E’ un periodo misterioso e poco indagato della vita del genio, sul quale accende ora i riflettori la mostra proposta dall’Accademia dei Lincei, curata da Roberto Antonelli e Antonio Forcellino. L’esposizione racconta l’influenza che l’artista e la sua bottega esercitarono sull’ambiente romano, ma anche le suggestioni che Leonardo accolse, trovandosi immerso nel periodo di massimo fulgore della cultura e della pittura romana.

Leonardo nel soggiorno romano trova quell’equilibrio di straordinaria classicità che gli permette di portare a compimento quei quadri a cui stava lavorando da anni, ma soprattutto è qui che nasce l’idea del San Giovanni e del Salvator Mundi, che risentono dell’ influenza della statuaria antica.
Antonio Forcellino

Al centro della mostra, in particolare, il rapporto tra Leonardo e Raffaello, un incontro che lasciò segni visibili nella Villa Farnesina, edificio simbolo di quel periodo e fulcro delle celebrazioni leonardesche avviate dall’Accademia dei Lincei.

E’ proprio la Leda di Leonardo che ispirò a Raffaello il dipinto di Galatea che divenne il paradigma della rinascita dell’arte italiana.
Antonio Forcellino

In esposizione, occasione di un approfondimento inedito del tema, anche altre opere di Raffaello, come la Fornarina della collezione Torlonia, accostata per la prima volta alla Gioconda di Palazzo Barberini dipinta nella bottega di Leonardo e alla Gioconda nuda della Fondazione Primoli, entrambe appena restaurate. Tra le altre opere raccolte a Villa Farnesina, lavori riconducibili alla bottega di Leonardo e alla sua influenza come il San Giovanni Battista della Galleria Borghese, in rapporto con due copie del San Govannino di Raffaello, il Salvator Mundi, proveniente dalla Basilica di San Domenico Maggiore a Napoli.
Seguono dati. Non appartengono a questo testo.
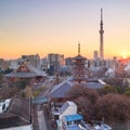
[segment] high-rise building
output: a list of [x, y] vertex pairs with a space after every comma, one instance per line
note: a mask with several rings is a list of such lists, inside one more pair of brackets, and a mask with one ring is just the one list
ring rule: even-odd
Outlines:
[[101, 9], [101, 23], [100, 23], [100, 58], [104, 58], [104, 42], [103, 42], [103, 10]]
[[93, 58], [94, 58], [94, 61], [98, 60], [98, 51], [94, 51], [94, 52], [93, 52]]

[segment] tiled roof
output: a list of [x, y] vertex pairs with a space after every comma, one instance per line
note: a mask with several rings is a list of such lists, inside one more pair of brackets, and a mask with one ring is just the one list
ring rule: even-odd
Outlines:
[[30, 100], [14, 98], [5, 114], [0, 115], [0, 129], [30, 123]]

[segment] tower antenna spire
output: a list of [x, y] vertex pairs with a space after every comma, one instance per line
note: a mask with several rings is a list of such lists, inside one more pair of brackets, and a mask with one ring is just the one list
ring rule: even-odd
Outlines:
[[101, 21], [103, 21], [103, 9], [101, 9]]
[[78, 55], [80, 55], [80, 43], [78, 42]]
[[104, 42], [103, 42], [103, 9], [101, 9], [101, 23], [100, 23], [100, 58], [104, 58]]

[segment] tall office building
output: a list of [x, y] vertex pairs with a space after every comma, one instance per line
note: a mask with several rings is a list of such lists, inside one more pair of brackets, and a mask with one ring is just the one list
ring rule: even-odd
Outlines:
[[101, 23], [100, 23], [100, 58], [104, 58], [104, 42], [103, 42], [103, 10], [101, 9]]

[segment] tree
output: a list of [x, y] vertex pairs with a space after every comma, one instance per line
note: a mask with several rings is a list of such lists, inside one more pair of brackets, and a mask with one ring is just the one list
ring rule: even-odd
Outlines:
[[130, 99], [120, 94], [106, 94], [95, 103], [96, 118], [107, 121], [130, 119]]
[[117, 93], [117, 89], [113, 86], [106, 84], [103, 88], [98, 89], [100, 95], [108, 94], [108, 93]]
[[76, 84], [67, 93], [67, 96], [77, 104], [78, 112], [83, 115], [86, 120], [93, 118], [93, 104], [99, 98], [95, 90]]

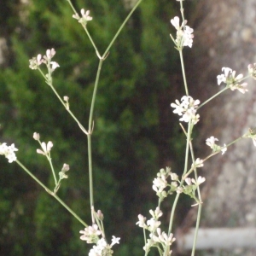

In stretta correlazione con la mostra, altri eventi coordinati in un sistema unitario: Leonardo in traduzione: dalla Gioconda di Calamatta all’attività editoriale del Lincei, una sezione ideata per evidenziare il ruolo svolto dalle incisioni e dalle pubblicazioni dedicate a Leonardo nella diffusione dell’opera dell’artista tra Ottocento e Novecento; Leonardo e i suoi libri, allestita nelle sale della Biblioteca Corsiniana per approfondire l’ultima fase dell’attività di Leonardo riflessa nei libri da lui posseduti e studiati; Leonardo, una mostra impossibile, una ricostruzione digitale dell’intera produzione pittorica di Leonardo.